Uber just won mobile integrated health care; here's how

The on-demand ride service is able to deliver mass vaccination, preventative care and layperson first aid in a way that EMS can't match

Uber, the app that connects drivers and riders, is now the unofficial leader of mobile integrated health care in the U.S. Uber users in 35 U.S. cities can purchase a $10 wellness pack from UberHEALTH and at the same time the user and nine friends and colleagues can receive a free flu shot from a nurse.

Medical care — emergent and nonemergent — in many places is constrained by tradition bound fire departments, overwhelmed by bureaucratic administrative regulation, and reimbursement that is inadequate and incentivizes transport over the most appropriate health care for the patient's needs. With billions at stake Uber is one of many innovative companies looking to nibble or take big bites at health care and encroach on EMS at the same time.
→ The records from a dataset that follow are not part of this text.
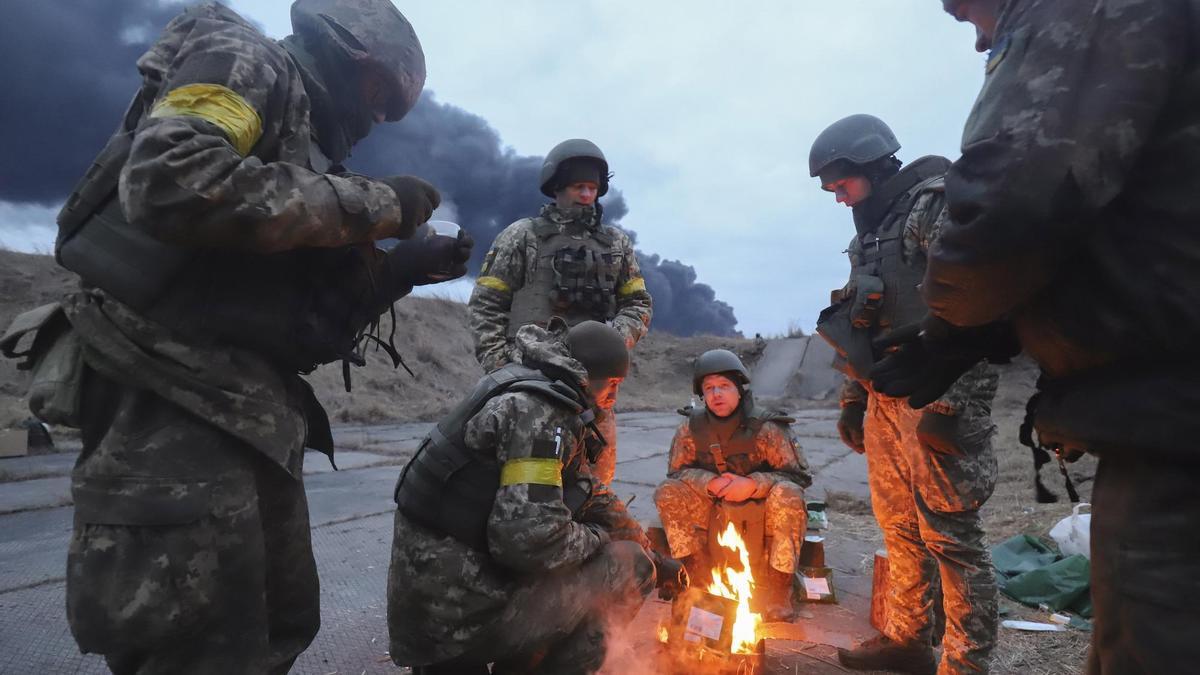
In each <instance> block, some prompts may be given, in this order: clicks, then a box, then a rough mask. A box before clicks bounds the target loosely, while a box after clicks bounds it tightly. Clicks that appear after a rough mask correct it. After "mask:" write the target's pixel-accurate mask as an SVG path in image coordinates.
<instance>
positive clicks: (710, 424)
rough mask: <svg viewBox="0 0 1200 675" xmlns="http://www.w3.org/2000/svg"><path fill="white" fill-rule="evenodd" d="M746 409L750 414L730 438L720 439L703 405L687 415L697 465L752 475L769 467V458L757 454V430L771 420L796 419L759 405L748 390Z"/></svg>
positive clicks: (766, 470)
mask: <svg viewBox="0 0 1200 675" xmlns="http://www.w3.org/2000/svg"><path fill="white" fill-rule="evenodd" d="M742 405H743V406H746V407H745V408H743V410H748V411H749V414H746V413H743V412H740V411H739V412H738V413H736V414H743V416H744V417H743V422H742V424H740V425H739V426H738V429H737V431H734V432H733V434H732V435H731V436H730V437H728V438H726V440H725V441H721V440H720V438H719V437H718V435H716V434H715V432H714V430H713V423H712V419H710V418H709V417H708V408H706V407H704V406H700V407H698V408H696V410H692V411H691V412H690V413H689V416H688V430H689V431H691V437H692V442H694V443H695V446H696V465H697V466H700V467H702V468H706V470H708V471H712V472H714V473H725V472H726V471H728V472H731V473H736V474H738V476H749V474H750V473H754V472H755V471H770V465H769V462H767V461H766V459H764V458H762V456H761V455H760V454H758V444H757V442H756V441H755V437H756V436H757V435H758V430H761V429H762V425H763V424H766V423H768V422H778V423H780V424H792V423H793V422H796V420H794V419H792V418H790V417H787V416H785V414H782V413H779V412H770V411H766V410H763V408H760V407H757V406H756V405H755V404H754V400H752V398H751V396H750V394H749V393H748V394H746V396H745V398H744V399H743V404H742Z"/></svg>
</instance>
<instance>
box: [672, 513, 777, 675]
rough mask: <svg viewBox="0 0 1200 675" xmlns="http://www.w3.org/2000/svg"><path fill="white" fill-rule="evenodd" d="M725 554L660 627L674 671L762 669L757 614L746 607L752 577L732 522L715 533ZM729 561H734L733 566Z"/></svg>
mask: <svg viewBox="0 0 1200 675" xmlns="http://www.w3.org/2000/svg"><path fill="white" fill-rule="evenodd" d="M716 540H718V543H719V544H720V545H721V546H722V548H724V549H726V550H727V551H728V552H727V555H726V556H725V557H726V561H725V562H724V565H722V563H718V565H716V566H714V567H713V569H712V579H710V580H708V584H707V590H706V586H704V584H706V580H704V579H694V580H692V586H691V589H689V590H688V592H686V593H684V595H682V596H679V597H678V598H676V601H674V604H673V605H672V608H671V622H670V623H668V625H667V626H661V627H660V628H659V640H660V641H661V643H664V644H665V645H666V652H667V657H668V661H670V662H671V664H672V665H673V668H674V669H676V670H677V671H682V673H689V674H692V675H696V674H704V675H726V674H730V675H733V674H737V675H742V674H746V675H750V674H755V673H760V671H761V669H762V655H763V640H762V638H761V635H760V626H761V625H762V616H761V615H760V614H758V613H755V611H751V609H750V601H751V598H752V597H754V591H755V579H754V571H752V568H751V565H750V551H749V549H748V548H746V544H745V542H744V540H743V538H742V534H740V533H739V532H738V530H737V527H736V526H734V525H733V522H730V524H728V525H727V526H726V528H725V530H724V531H722V532H720V533H719V534H718V539H716ZM728 561H736V562H737V566H733V565H730V563H728Z"/></svg>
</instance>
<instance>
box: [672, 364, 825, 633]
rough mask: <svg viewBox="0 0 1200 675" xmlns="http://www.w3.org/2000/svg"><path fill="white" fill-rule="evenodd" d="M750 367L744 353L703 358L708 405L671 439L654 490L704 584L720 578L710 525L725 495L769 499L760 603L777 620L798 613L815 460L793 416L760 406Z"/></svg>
mask: <svg viewBox="0 0 1200 675" xmlns="http://www.w3.org/2000/svg"><path fill="white" fill-rule="evenodd" d="M748 384H750V374H749V372H748V371H746V368H745V366H744V365H743V364H742V360H740V359H738V357H737V356H736V354H733V353H732V352H728V351H726V350H710V351H708V352H704V353H703V354H701V356H700V358H698V359H696V363H695V365H694V368H692V390H694V392H695V393H696V394H700V395H702V396H703V401H704V405H703V406H701V407H700V408H697V410H690V408H689V410H688V411H684V412H688V419H686V420H685V422H683V423H682V424H679V429H677V430H676V435H674V438H673V440H672V441H671V459H670V466H668V468H667V477H668V478H667V479H666V480H664V482H662V484H661V485H659V488H658V490H656V491H655V492H654V502H655V503H656V504H658V507H659V516H660V518H661V520H662V528H664V530H665V531H666V534H667V543H668V544H670V545H671V555H672V556H674V557H677V558H680V560H682V561H683V563H684V566H685V567H686V568H688V572H689V574H690V575H691V579H692V583H694V584H696V585H697V586H701V587H704V586H707V584H708V581H709V579H710V578H712V573H710V569H712V561H710V560H709V555H708V536H709V533H708V524H709V520H710V519H712V515H713V509H714V507H715V506H716V503H718V502H719V501H722V500H724V501H727V502H744V501H746V500H764V501H766V522H764V532H766V536H767V537H768V538H769V539H770V546H769V549H768V550H767V558H768V562H769V565H768V566H767V567H768V569H767V572H766V575H767V578H766V579H758V580H757V581H758V587H760V589H761V590H763V591H766V592H764V593H762V596H761V598H760V601H762V602H760V603H757V604H760V607H762V608H764V609H763V613H764V615H766V619H767V620H769V621H786V620H788V619H791V617H792V603H791V591H792V574H793V573H794V572H796V560H797V557H798V556H799V554H800V545H802V543H803V542H804V532H805V528H806V525H808V513H806V512H805V509H804V488H808V486H809V485H811V484H812V477H811V474H810V473H809V465H808V461H806V460H805V459H804V454H803V453H802V452H800V448H798V447H797V444H796V440H794V438H793V437H792V434H791V430H790V429H788V424H791V423H792V420H791V419H790V418H787V417H784V416H782V414H781V413H778V412H768V411H766V410H763V408H760V407H757V406H755V404H754V399H752V398H751V394H750V390H749V389H748V388H746V386H748Z"/></svg>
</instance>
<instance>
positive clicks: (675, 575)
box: [650, 552, 691, 601]
mask: <svg viewBox="0 0 1200 675" xmlns="http://www.w3.org/2000/svg"><path fill="white" fill-rule="evenodd" d="M650 560H653V561H654V574H655V577H656V579H658V581H656V586H658V589H659V598H661V599H665V601H670V599H674V598H676V596H678V595H680V593H683V592H684V591H686V590H688V586H690V585H691V579H689V578H688V569H686V568H685V567H684V566H683V563H682V562H679V561H678V560H676V558H673V557H666V556H664V555H659V554H656V552H650Z"/></svg>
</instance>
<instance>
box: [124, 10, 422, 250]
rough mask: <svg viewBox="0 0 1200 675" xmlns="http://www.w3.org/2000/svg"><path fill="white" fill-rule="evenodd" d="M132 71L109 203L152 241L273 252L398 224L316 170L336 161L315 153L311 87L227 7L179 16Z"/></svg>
mask: <svg viewBox="0 0 1200 675" xmlns="http://www.w3.org/2000/svg"><path fill="white" fill-rule="evenodd" d="M214 54H220V55H221V58H214ZM138 71H140V73H142V89H140V90H139V91H138V95H137V97H136V98H134V101H133V104H132V106H131V109H130V113H128V114H127V115H128V117H127V119H126V125H131V126H134V127H136V132H134V136H133V145H132V148H131V150H130V156H128V160H127V161H126V163H125V167H124V168H122V169H121V178H120V198H121V207H122V208H124V210H125V215H126V217H127V219H128V220H130V222H131V223H133V225H134V226H137V227H140V228H144V229H145V231H146V232H149V233H150V234H151V235H154V237H155V238H157V239H161V240H163V241H168V243H172V244H179V245H182V246H190V247H203V249H206V247H220V249H232V250H245V251H254V252H275V251H287V250H293V249H300V247H331V246H341V245H346V244H359V243H364V241H370V240H371V233H372V231H373V228H374V227H376V225H377V223H379V222H398V221H400V215H401V214H400V207H398V204H397V202H396V196H395V193H394V192H392V191H391V189H390V187H388V186H386V185H384V184H383V183H379V181H376V180H373V179H370V178H366V177H359V175H330V174H326V173H322V172H324V171H326V169H329V168H330V165H331V163H335V162H340V161H341V160H343V159H344V157H325V156H324V155H323V154H322V150H320V147H319V144H318V141H319V139H318V138H317V137H316V131H314V129H313V124H312V119H311V117H310V113H311V104H310V102H311V97H313V96H316V95H317V92H308V91H306V89H305V83H304V79H302V77H301V71H300V68H299V66H298V65H296V62H295V60H294V59H293V56H292V55H290V54H289V53H288V50H287V49H284V48H283V47H282V46H281V44H280V43H276V42H274V41H271V40H269V38H266V37H265V36H263V34H260V32H259V31H258V30H256V29H254V28H253V26H252V25H250V24H248V23H247V22H246V20H245V19H242V18H241V17H239V16H238V14H235V13H234V12H233V11H232V10H229V8H227V7H224V6H222V5H218V4H215V2H209V4H204V5H200V6H198V7H193V8H191V10H188V11H186V12H184V13H182V14H180V16H179V17H176V18H175V19H174V20H172V22H170V24H168V25H167V28H166V30H164V31H163V34H162V36H161V37H160V38H158V41H157V42H155V44H154V46H152V47H151V48H150V50H149V52H146V53H145V54H144V55H143V56H142V58H140V59H139V60H138ZM131 118H132V119H131Z"/></svg>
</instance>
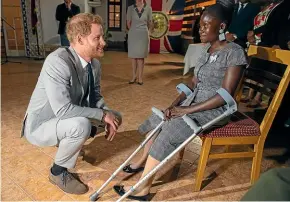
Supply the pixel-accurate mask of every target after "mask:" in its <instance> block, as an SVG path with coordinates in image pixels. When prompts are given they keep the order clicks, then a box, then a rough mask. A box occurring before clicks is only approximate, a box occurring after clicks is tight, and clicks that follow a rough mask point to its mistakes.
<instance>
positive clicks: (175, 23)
mask: <svg viewBox="0 0 290 202" xmlns="http://www.w3.org/2000/svg"><path fill="white" fill-rule="evenodd" d="M146 2H147V4H148V5H150V6H151V7H152V10H153V11H161V12H163V13H165V14H167V15H168V18H169V31H168V33H167V34H166V35H165V36H164V37H161V38H160V39H158V40H155V39H151V40H150V52H151V53H168V52H179V51H180V49H181V46H180V44H181V30H182V21H183V13H184V6H185V0H147V1H146Z"/></svg>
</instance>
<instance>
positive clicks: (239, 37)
mask: <svg viewBox="0 0 290 202" xmlns="http://www.w3.org/2000/svg"><path fill="white" fill-rule="evenodd" d="M259 11H260V8H259V6H258V5H256V4H253V3H251V2H250V1H249V0H239V2H238V3H237V4H236V7H235V10H234V13H233V18H232V22H231V24H230V27H229V29H228V32H227V33H226V39H227V40H228V41H233V42H236V43H237V44H239V45H241V46H242V47H244V48H245V47H246V42H247V34H248V31H250V30H252V29H253V26H254V18H255V16H256V15H257V14H258V13H259Z"/></svg>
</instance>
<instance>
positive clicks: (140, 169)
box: [123, 164, 144, 173]
mask: <svg viewBox="0 0 290 202" xmlns="http://www.w3.org/2000/svg"><path fill="white" fill-rule="evenodd" d="M143 170H144V167H139V168H136V169H134V168H131V164H129V165H126V166H125V167H124V168H123V171H124V172H125V173H139V172H141V171H143Z"/></svg>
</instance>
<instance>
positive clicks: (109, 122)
mask: <svg viewBox="0 0 290 202" xmlns="http://www.w3.org/2000/svg"><path fill="white" fill-rule="evenodd" d="M103 121H104V122H105V123H107V124H109V125H110V126H112V128H113V130H114V131H117V130H118V127H119V125H120V120H119V119H118V118H117V117H116V116H115V114H113V113H112V112H106V114H105V116H104V120H103Z"/></svg>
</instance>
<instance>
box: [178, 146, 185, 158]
mask: <svg viewBox="0 0 290 202" xmlns="http://www.w3.org/2000/svg"><path fill="white" fill-rule="evenodd" d="M184 151H185V148H183V149H182V150H181V151H180V152H179V155H178V157H179V160H182V159H183V155H184Z"/></svg>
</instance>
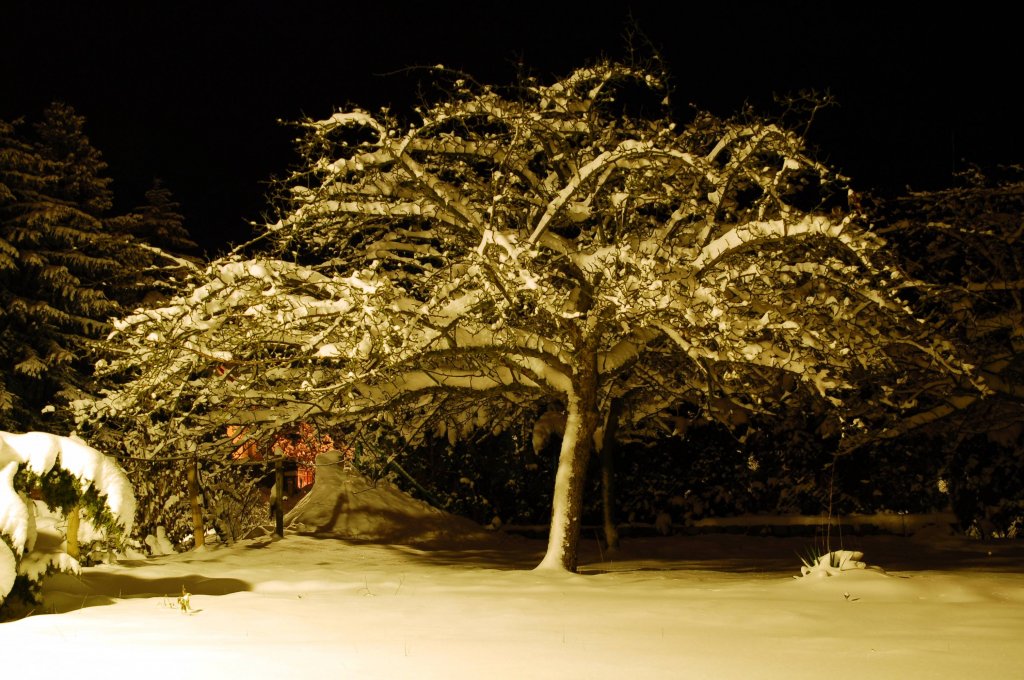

Here are four reasons Uber is winning mobile integrated health care and able to deliver mass vaccination, preventative care and layperson first aid in a way that EMS is unable to:

1. Uber can lose money delivering health care services
With a market capitalization at $40 billon and soaring ridership around the world Uber can offer free health care with no thought of profit or even covering the cost of hundreds of drivers and nurses, as well as thousands of flu shots. This free, preventative health care service is an outstanding play to market Uber's convenience, reliability and professionalism, which are attributes EMS agencies should be regularly marketing.

2. EMS has no mechanism to plan, deliver and scale mass preventative care
UberHEALTH is delivering preventive care across 35 U.S. cities. Though the DHS and the CDC likely have plans for opening mass vaccination clinics after a bioterrorism event or in the wake of a regional natural disaster those are reactive. Pause for a moment to think about the monumental effort it would take for the five largest fire departments and EMS agencies in your state to meet, plan, and deliver a flu prevention service at this time next year. Just the thought of the meetings and likely jurisdictional bickering is giving me a headache (Is there an app for me to order acetaminophen and have it delivered?).

3. Only call EMS for emergencies
The EMS brand though limits the opportunities to expand service offerings. 911 is for emergencies. It says so right on the truck. DC Fire and EMS officials blame 911 abuse for ambulance shortages and not-so-serious public service announcements poke fun at 911 abuse and try to educate civilians on alternatives. But patients out of exasperation or ignorance still call 911 for nonemergent care. Some EMS agencies have started to recognize this and provide community paramedic and other social services for their superusers, which is great for the handful of people those programs target.

Uber specifically connects drivers and riders. But more generally Uber connects people with the places they need to go and the things they need to get. Uber can bring people to destinations, but it can also bring service and health care professionals to its users.

4. The step from flu shot to provision of lifesaving treatments is small
These treatments — intranasal naloxone, auto-injector epinephrine, dysrhythmia defibrillation, extremity tourniquets — used to be limited to ALS providers. Now any layperson, including an Uber driver can perform these interventions. They might not even need a prescription for the medications.

An Ubulance, might be a ways off, but an UberHEALTH fleet, staffed by a nurse or paramedic, is easy to imagine in urban areas. What happens to EMS if UberHEALTH can arrive faster than an ambulance and deliver care at a reasonable cost?